Four years on, RTI a powerful weapon for ordinary Indians

Four years on, RTI a powerful weapon for ordinary Indians

Haroon, who lives in a slum cluster in northeast Delhi, had been going to Guru Teg Bahadur Hospital for one year to get his stones removed, but in vain as doctors would put him off with one excuse or another.

"He was sent back from the hospital four times - once he had to return home from the operation theatre. With our help he filed an RTI application seeking the details of his case," said Rajeev Sharma of the NGO Pardarshita.  

Exactly four years after it came into force, Haroon is among thousands of people who have used the RTI Act for securing not just information but also getting things done.
While Haroon didn't get a reply to his application, it was enough to fix responsibility.
"A few days later, when he went to the hospital for a checkup, the doctor didn't allow him to return home and did the operation," said Sharma.

For many, RTI has become a weapon with which to fight a system that constantly fails to deliver.

The act will celebrate four years of existence Oct 12. It was passed by the Congress-led United Progressive Alliance (UPA) government in June 2005 after years of struggle by NGOs and civil society groups.

The act ensures a timely response to citizens' requests for government information, promoting transparency and accountability.

"There are innumerable cases where the common man has used the RTI Act and benefited. People who could not get things such as ration cards, pension and passports even months after applying for them, got these within days of filing the RTI application," said another RTI activist, Bibhav Kumar.

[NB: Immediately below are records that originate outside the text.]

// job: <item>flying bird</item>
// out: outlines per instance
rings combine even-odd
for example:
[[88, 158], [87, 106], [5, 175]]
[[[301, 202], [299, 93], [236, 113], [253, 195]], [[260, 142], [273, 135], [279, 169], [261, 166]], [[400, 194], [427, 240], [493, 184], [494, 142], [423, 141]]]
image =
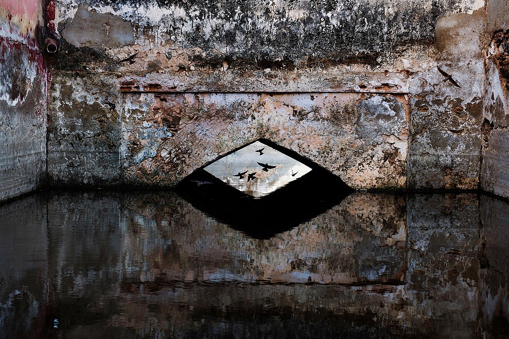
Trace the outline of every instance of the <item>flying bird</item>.
[[453, 79], [452, 75], [447, 73], [446, 72], [442, 70], [441, 68], [440, 68], [440, 67], [438, 65], [437, 65], [437, 68], [438, 69], [438, 72], [440, 72], [440, 74], [442, 74], [442, 75], [444, 76], [444, 77], [445, 77], [445, 78], [443, 80], [442, 80], [442, 82], [445, 82], [445, 81], [448, 80], [450, 82], [451, 84], [453, 84], [455, 86], [459, 87], [461, 87], [461, 86], [458, 84], [458, 83], [456, 82], [456, 81], [454, 79]]
[[239, 172], [236, 174], [234, 174], [233, 176], [238, 176], [239, 177], [239, 179], [242, 179], [242, 178], [244, 177], [244, 175], [246, 173], [247, 173], [247, 171], [246, 171], [245, 172], [243, 172], [242, 173], [240, 173]]
[[136, 57], [136, 55], [138, 55], [138, 53], [139, 53], [139, 52], [138, 52], [137, 53], [135, 53], [132, 55], [126, 57], [125, 59], [122, 59], [122, 60], [120, 60], [120, 62], [124, 63], [128, 61], [129, 65], [132, 65], [133, 64], [136, 62], [135, 61], [134, 61], [134, 58]]
[[265, 171], [265, 172], [268, 172], [269, 169], [276, 168], [275, 166], [271, 166], [267, 163], [262, 164], [262, 163], [259, 163], [258, 161], [257, 162], [257, 163], [258, 163], [258, 165], [263, 167], [263, 168], [262, 168], [262, 169]]

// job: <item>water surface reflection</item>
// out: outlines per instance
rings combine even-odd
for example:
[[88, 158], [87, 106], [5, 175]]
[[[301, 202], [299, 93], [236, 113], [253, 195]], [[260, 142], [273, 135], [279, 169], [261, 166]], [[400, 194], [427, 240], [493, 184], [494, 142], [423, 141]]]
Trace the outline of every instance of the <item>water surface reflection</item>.
[[0, 337], [503, 337], [507, 207], [354, 194], [263, 239], [171, 192], [33, 195], [0, 206]]

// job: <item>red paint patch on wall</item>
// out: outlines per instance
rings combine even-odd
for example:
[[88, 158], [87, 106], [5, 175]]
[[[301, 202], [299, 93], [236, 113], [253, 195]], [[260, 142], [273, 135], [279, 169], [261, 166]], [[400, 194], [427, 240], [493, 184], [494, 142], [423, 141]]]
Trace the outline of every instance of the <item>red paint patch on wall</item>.
[[34, 17], [39, 4], [39, 0], [2, 0], [0, 6], [11, 15]]
[[55, 34], [55, 11], [56, 2], [55, 0], [46, 0], [46, 22], [48, 24], [49, 31]]

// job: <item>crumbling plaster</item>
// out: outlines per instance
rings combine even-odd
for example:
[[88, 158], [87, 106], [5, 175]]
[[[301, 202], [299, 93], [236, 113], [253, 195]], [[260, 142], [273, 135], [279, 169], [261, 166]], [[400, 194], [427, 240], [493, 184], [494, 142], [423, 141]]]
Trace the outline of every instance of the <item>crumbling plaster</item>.
[[45, 183], [47, 71], [43, 2], [0, 3], [0, 201]]

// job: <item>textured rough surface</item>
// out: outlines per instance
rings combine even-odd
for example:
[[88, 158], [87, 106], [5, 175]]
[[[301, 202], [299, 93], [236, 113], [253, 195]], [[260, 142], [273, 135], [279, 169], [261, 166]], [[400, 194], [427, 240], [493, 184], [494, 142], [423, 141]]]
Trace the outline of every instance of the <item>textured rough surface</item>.
[[118, 183], [120, 121], [106, 77], [53, 77], [48, 128], [52, 185]]
[[488, 85], [484, 102], [480, 186], [506, 198], [509, 197], [508, 36], [507, 30], [494, 32], [486, 53]]
[[[431, 74], [416, 75], [410, 89], [415, 94], [410, 102], [409, 188], [477, 188], [485, 78], [478, 35], [482, 14], [446, 17], [437, 24], [436, 65]], [[437, 66], [462, 87], [442, 82]]]
[[35, 34], [41, 2], [23, 2], [0, 4], [0, 201], [46, 177], [47, 72]]
[[[52, 24], [61, 50], [52, 63], [52, 96], [60, 95], [61, 81], [70, 84], [75, 79], [83, 85], [77, 86], [74, 96], [96, 100], [89, 103], [98, 107], [103, 106], [102, 99], [87, 93], [104, 91], [115, 97], [120, 121], [116, 125], [109, 120], [107, 129], [122, 131], [117, 141], [118, 168], [102, 166], [94, 173], [97, 159], [81, 156], [79, 166], [59, 160], [59, 171], [74, 173], [72, 180], [63, 183], [103, 184], [115, 182], [119, 173], [119, 182], [172, 185], [215, 157], [265, 137], [301, 152], [356, 188], [475, 189], [485, 85], [484, 6], [470, 0], [418, 4], [327, 0], [320, 6], [289, 1], [57, 1]], [[122, 36], [130, 37], [128, 23], [132, 41], [116, 33], [129, 31]], [[82, 26], [88, 28], [82, 41], [77, 34]], [[441, 82], [437, 65], [453, 73], [462, 87]], [[103, 84], [86, 79], [97, 77]], [[402, 133], [399, 122], [395, 137], [385, 134], [383, 114], [353, 113], [359, 119], [343, 125], [336, 119], [333, 126], [334, 119], [324, 119], [330, 114], [326, 107], [319, 109], [316, 118], [291, 117], [293, 107], [259, 112], [258, 107], [243, 106], [247, 104], [242, 100], [236, 107], [227, 99], [214, 104], [235, 112], [229, 115], [201, 103], [202, 99], [186, 99], [197, 105], [192, 109], [188, 103], [178, 103], [185, 108], [180, 112], [156, 103], [195, 91], [202, 98], [219, 98], [224, 92], [246, 98], [284, 93], [300, 96], [301, 101], [314, 94], [399, 94], [399, 101], [409, 103], [409, 131]], [[75, 102], [71, 98], [70, 103]], [[370, 105], [352, 107], [373, 112]], [[61, 114], [60, 104], [50, 107], [52, 116]], [[186, 115], [193, 110], [201, 117]], [[344, 108], [339, 110], [345, 114]], [[146, 116], [147, 126], [142, 127]], [[62, 130], [63, 121], [52, 120], [50, 129]], [[89, 134], [98, 137], [90, 127]], [[188, 137], [184, 135], [188, 132]], [[224, 133], [227, 142], [214, 139]], [[75, 151], [80, 157], [86, 148], [66, 140], [72, 135], [56, 138], [66, 144], [67, 153]], [[393, 143], [397, 145], [389, 146]], [[112, 154], [112, 148], [108, 152]], [[80, 168], [83, 173], [78, 173]]]

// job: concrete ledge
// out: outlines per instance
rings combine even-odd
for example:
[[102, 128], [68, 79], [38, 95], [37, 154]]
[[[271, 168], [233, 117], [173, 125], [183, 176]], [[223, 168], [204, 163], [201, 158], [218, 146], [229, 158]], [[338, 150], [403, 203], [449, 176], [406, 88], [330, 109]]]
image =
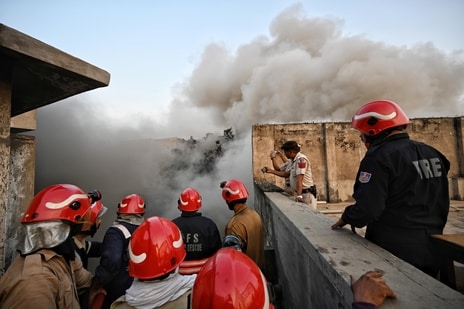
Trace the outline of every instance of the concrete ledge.
[[255, 208], [275, 250], [283, 308], [351, 308], [350, 275], [381, 269], [398, 296], [382, 308], [464, 308], [464, 295], [353, 234], [324, 214], [255, 186]]

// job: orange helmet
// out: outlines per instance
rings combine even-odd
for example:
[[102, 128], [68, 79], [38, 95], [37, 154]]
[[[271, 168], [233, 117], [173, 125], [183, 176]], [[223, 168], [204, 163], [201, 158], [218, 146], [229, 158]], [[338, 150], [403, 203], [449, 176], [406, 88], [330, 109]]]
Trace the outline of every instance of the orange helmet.
[[32, 199], [21, 223], [57, 220], [79, 223], [88, 214], [91, 200], [89, 194], [75, 185], [51, 185]]
[[129, 194], [118, 204], [118, 214], [140, 214], [145, 213], [145, 201], [138, 194]]
[[274, 308], [256, 263], [234, 248], [219, 249], [197, 275], [192, 309]]
[[132, 234], [129, 275], [138, 279], [154, 279], [169, 274], [186, 254], [177, 225], [162, 217], [150, 217]]
[[222, 197], [227, 203], [248, 198], [248, 190], [243, 182], [236, 179], [221, 183]]
[[380, 100], [361, 106], [353, 115], [351, 125], [367, 136], [410, 123], [408, 116], [395, 102]]
[[201, 208], [201, 195], [197, 190], [186, 188], [179, 196], [177, 208], [181, 211], [198, 211]]

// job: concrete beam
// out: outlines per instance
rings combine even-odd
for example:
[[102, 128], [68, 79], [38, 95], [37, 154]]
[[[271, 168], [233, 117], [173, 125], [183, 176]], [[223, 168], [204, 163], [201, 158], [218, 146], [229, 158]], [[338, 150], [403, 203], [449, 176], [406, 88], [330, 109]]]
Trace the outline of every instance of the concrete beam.
[[11, 116], [108, 86], [110, 74], [0, 24], [0, 63], [11, 70]]

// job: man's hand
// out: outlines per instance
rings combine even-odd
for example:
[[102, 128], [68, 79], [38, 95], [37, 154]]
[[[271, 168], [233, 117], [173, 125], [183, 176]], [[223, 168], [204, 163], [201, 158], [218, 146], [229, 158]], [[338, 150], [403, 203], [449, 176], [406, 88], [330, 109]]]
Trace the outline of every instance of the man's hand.
[[338, 229], [339, 227], [343, 227], [345, 225], [345, 221], [343, 221], [342, 218], [340, 218], [335, 224], [332, 225], [332, 230]]
[[370, 303], [380, 307], [386, 298], [396, 299], [395, 293], [382, 275], [382, 271], [368, 271], [356, 281], [350, 276], [354, 302]]

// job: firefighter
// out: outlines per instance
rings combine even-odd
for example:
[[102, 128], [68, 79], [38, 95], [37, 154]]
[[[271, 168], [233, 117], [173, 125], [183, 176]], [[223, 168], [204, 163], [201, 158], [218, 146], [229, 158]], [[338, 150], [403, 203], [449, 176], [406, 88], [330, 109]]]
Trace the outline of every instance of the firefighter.
[[366, 239], [436, 277], [430, 235], [442, 234], [447, 221], [449, 161], [409, 138], [409, 118], [395, 102], [366, 103], [351, 123], [368, 149], [354, 184], [355, 203], [332, 229], [367, 226]]
[[192, 309], [272, 309], [268, 283], [256, 263], [233, 247], [202, 267], [192, 289]]
[[182, 234], [169, 219], [150, 217], [135, 230], [129, 244], [129, 274], [134, 281], [111, 306], [187, 309], [196, 274], [180, 275], [186, 256]]
[[89, 257], [95, 258], [101, 256], [101, 241], [86, 240], [85, 238], [88, 236], [93, 237], [95, 235], [102, 222], [101, 217], [107, 210], [108, 209], [101, 203], [101, 201], [93, 203], [90, 207], [90, 222], [84, 224], [82, 231], [74, 236], [74, 248], [79, 254], [82, 265], [85, 269], [88, 267]]
[[0, 308], [80, 308], [92, 274], [76, 258], [73, 236], [90, 220], [92, 202], [72, 184], [35, 195], [21, 218], [20, 254], [0, 278]]
[[248, 190], [237, 179], [223, 181], [222, 198], [234, 215], [227, 222], [224, 235], [240, 239], [242, 251], [264, 271], [264, 231], [260, 215], [247, 206]]
[[216, 223], [199, 212], [202, 206], [200, 193], [193, 188], [184, 189], [177, 200], [181, 215], [172, 220], [181, 230], [187, 257], [180, 264], [180, 274], [195, 274], [208, 258], [221, 248], [221, 235]]
[[132, 284], [127, 272], [127, 248], [134, 230], [143, 222], [145, 201], [138, 194], [129, 194], [118, 203], [116, 221], [103, 237], [100, 263], [95, 269], [95, 284], [107, 291], [103, 308], [107, 309]]

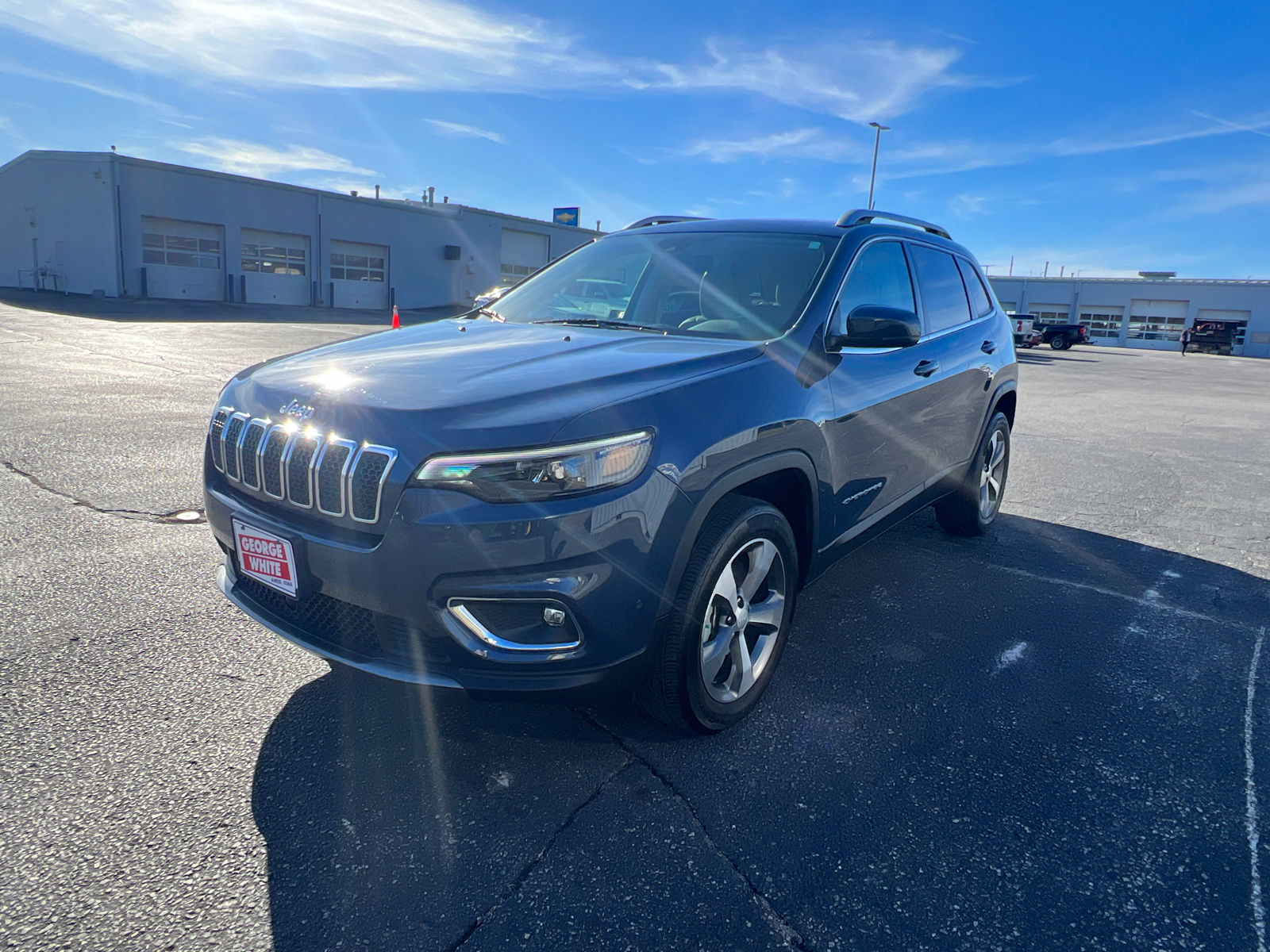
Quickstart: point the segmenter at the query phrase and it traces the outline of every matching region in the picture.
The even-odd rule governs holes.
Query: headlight
[[[411,486],[455,489],[486,503],[523,503],[620,486],[644,468],[653,434],[643,430],[542,449],[434,456]]]

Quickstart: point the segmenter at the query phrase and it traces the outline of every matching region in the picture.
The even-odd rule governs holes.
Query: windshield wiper
[[[575,327],[613,327],[616,330],[650,330],[662,334],[665,327],[649,327],[646,324],[631,324],[630,321],[610,321],[603,317],[558,317],[550,321],[533,321],[533,324],[569,324]]]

But both activists and information commissioners believe a lot still needs to be done.
"There have been a lot of success stories but it's still a long journey. The process of appointment of information commissioners and how to deal with complaints against them needs to be made transparent and participatory," Magsaysay award winning RTI activist Arvind Kejriwal told IANS.

"The law is still evolving and it will depend on people pressurising the government and how the judiciary responds to it. I think in the last one year it has emerged stronger and become an effective weapon.

"Through RTI, a debate has also started about transparency in the judiciary," Kejriwal said.

The Central Information Commission (CIC), which is the apex body under the RTI Act 2005, has disposed of 33,000 cases in the last four years. But nearly 10,000 cases are still pending with the commission.

CIC chief Wajahat Habibullah himself believes there is room for improvement.
"I am not happy and even after 10 years I will not be happy. There is always room for improvement. It is still budding and I hope it will further bloom in the future," said Habibullah.

"RTI is slowly becoming part of the system. People have also started realising the importance of the act. But still a lot needs to be done," the CIC chief said.
Earlier this year, the government, under pressure from civil society, also ended confusion over whether file notings - which contain what decision or view was taken by an official on a particular matter - can be covered under the RTI Act. The government finally ruled that file notings can be disclosed under it.

Recently, the commission also launched a facility for online submission of second appeals and complaints.

RTI activists have also been demanding more transparency in the judiciary and public declaration of judges'  assets to set an example of transparency in the country.